Mimo to utknąłem z Apollo przez tydzień, naprzemiennie nosząc go na nadgarstku i kostce i używałem różnych trybów zgodnie z zalecaną procedurą startową. Zaleca się nastawienie go na energię i skupienie na początku dnia, a następnie jazdę na rowerze w nocy z ustawieniami towarzyskimi i relaksacyjnymi.
Ogólnie rzecz biorąc, wydawało się, że zadziałało. Mam dużo czasu na używaniu Apollo, aby utrzymać mnie w zadaniu, używając go do powiększania i pomagania we wszystkim, co planowałem robić w tym czasie.

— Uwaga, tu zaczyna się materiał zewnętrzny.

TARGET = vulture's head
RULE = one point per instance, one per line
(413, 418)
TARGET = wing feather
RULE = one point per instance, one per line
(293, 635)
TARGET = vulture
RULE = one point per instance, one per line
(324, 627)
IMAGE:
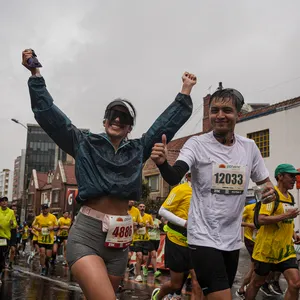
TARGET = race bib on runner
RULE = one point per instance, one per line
(141, 231)
(119, 234)
(45, 231)
(3, 242)
(228, 179)
(153, 235)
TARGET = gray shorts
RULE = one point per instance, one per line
(87, 238)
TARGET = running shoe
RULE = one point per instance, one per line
(240, 295)
(265, 289)
(139, 278)
(275, 288)
(44, 271)
(155, 293)
(145, 271)
(157, 274)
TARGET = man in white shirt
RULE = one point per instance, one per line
(221, 164)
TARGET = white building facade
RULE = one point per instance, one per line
(4, 183)
(277, 135)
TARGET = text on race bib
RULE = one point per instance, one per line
(119, 234)
(3, 242)
(228, 179)
(45, 231)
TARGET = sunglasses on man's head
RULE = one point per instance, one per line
(124, 118)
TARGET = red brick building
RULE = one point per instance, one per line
(56, 188)
(160, 189)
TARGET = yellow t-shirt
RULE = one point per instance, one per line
(35, 234)
(45, 235)
(25, 233)
(142, 233)
(135, 214)
(274, 242)
(248, 216)
(6, 216)
(64, 222)
(178, 203)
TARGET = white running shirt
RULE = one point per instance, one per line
(220, 179)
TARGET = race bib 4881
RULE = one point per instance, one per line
(120, 229)
(228, 179)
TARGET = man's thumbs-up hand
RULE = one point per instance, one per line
(159, 151)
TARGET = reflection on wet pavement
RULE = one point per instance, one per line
(25, 283)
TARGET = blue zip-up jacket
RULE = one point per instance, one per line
(100, 169)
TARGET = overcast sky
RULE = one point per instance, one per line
(95, 51)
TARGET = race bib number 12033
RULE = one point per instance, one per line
(228, 179)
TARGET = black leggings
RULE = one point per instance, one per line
(215, 269)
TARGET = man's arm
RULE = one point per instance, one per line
(173, 118)
(55, 123)
(166, 214)
(170, 205)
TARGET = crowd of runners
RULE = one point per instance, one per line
(202, 217)
(43, 237)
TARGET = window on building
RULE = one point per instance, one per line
(44, 198)
(262, 140)
(30, 199)
(55, 196)
(153, 182)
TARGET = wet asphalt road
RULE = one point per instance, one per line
(25, 283)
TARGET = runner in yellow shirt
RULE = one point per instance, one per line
(7, 222)
(274, 248)
(154, 234)
(45, 224)
(141, 242)
(25, 236)
(175, 209)
(33, 243)
(64, 224)
(137, 219)
(249, 239)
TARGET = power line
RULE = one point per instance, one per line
(275, 85)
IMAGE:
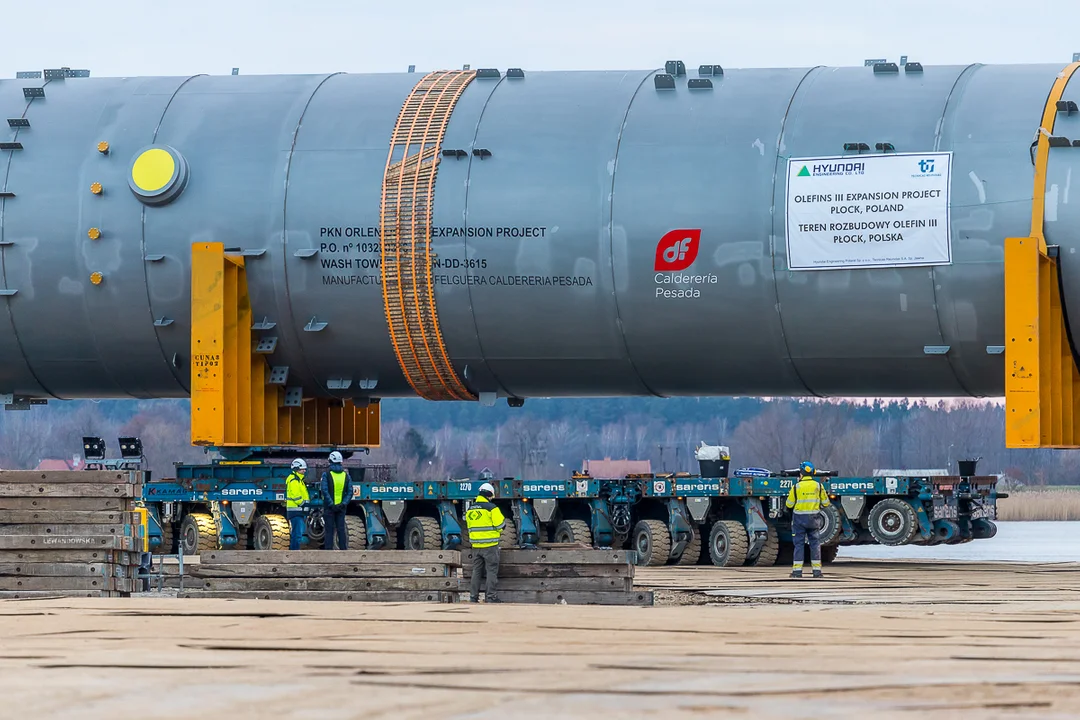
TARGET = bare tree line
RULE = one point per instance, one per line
(850, 437)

Jedynym wyjątkiem było ustawienie „Uśpij i odnów”, które było prawie całkowitym niewypałem. Nawet przy niskim ustawieniu wibracje Apollo utrudniały mi spanie.
Pozostałe sześć ustawień wydaje się jednak mieć przynajmniej jakiś pozytywny efekt. W tym tygodniu zrobiłem wiele, nawet z nowym gadżetem brzęczącym na moim ramieniu, co pomogło mi nakreślić wyraźniejszą granicę między pracą a wypoczynkiem.
To zaskakująco dyskretne, jak na coś, co powinno wpływać na twój nastrój.
Moim głównym problemem jest to, że nie jestem pewien, ile efektów Apollo jest czymś, co mogę przypisać urządzeniu. Czy faktycznie poprawiam swój własny mózg, czy tylko używam go jako sposobu na lepsze zorganizowanie mojego harmonogramu z godziny na godzinę? Jeśli to drugie, czy mógłbym zaoszczędzić kilkaset dolców i skonfigurować osobisty system kolorowych bransoletek z klapkami?
Jestem cyniczny, ale dyskutuję też o czymś trudnym do zmierzenia. Apollo jest co najmniej bardziej interesującą i opartą na faktach alternatywą dla wielu produktów wellness, które nasycają rynek, i powiedziałbym, że warto go wstępnie zajrzeć.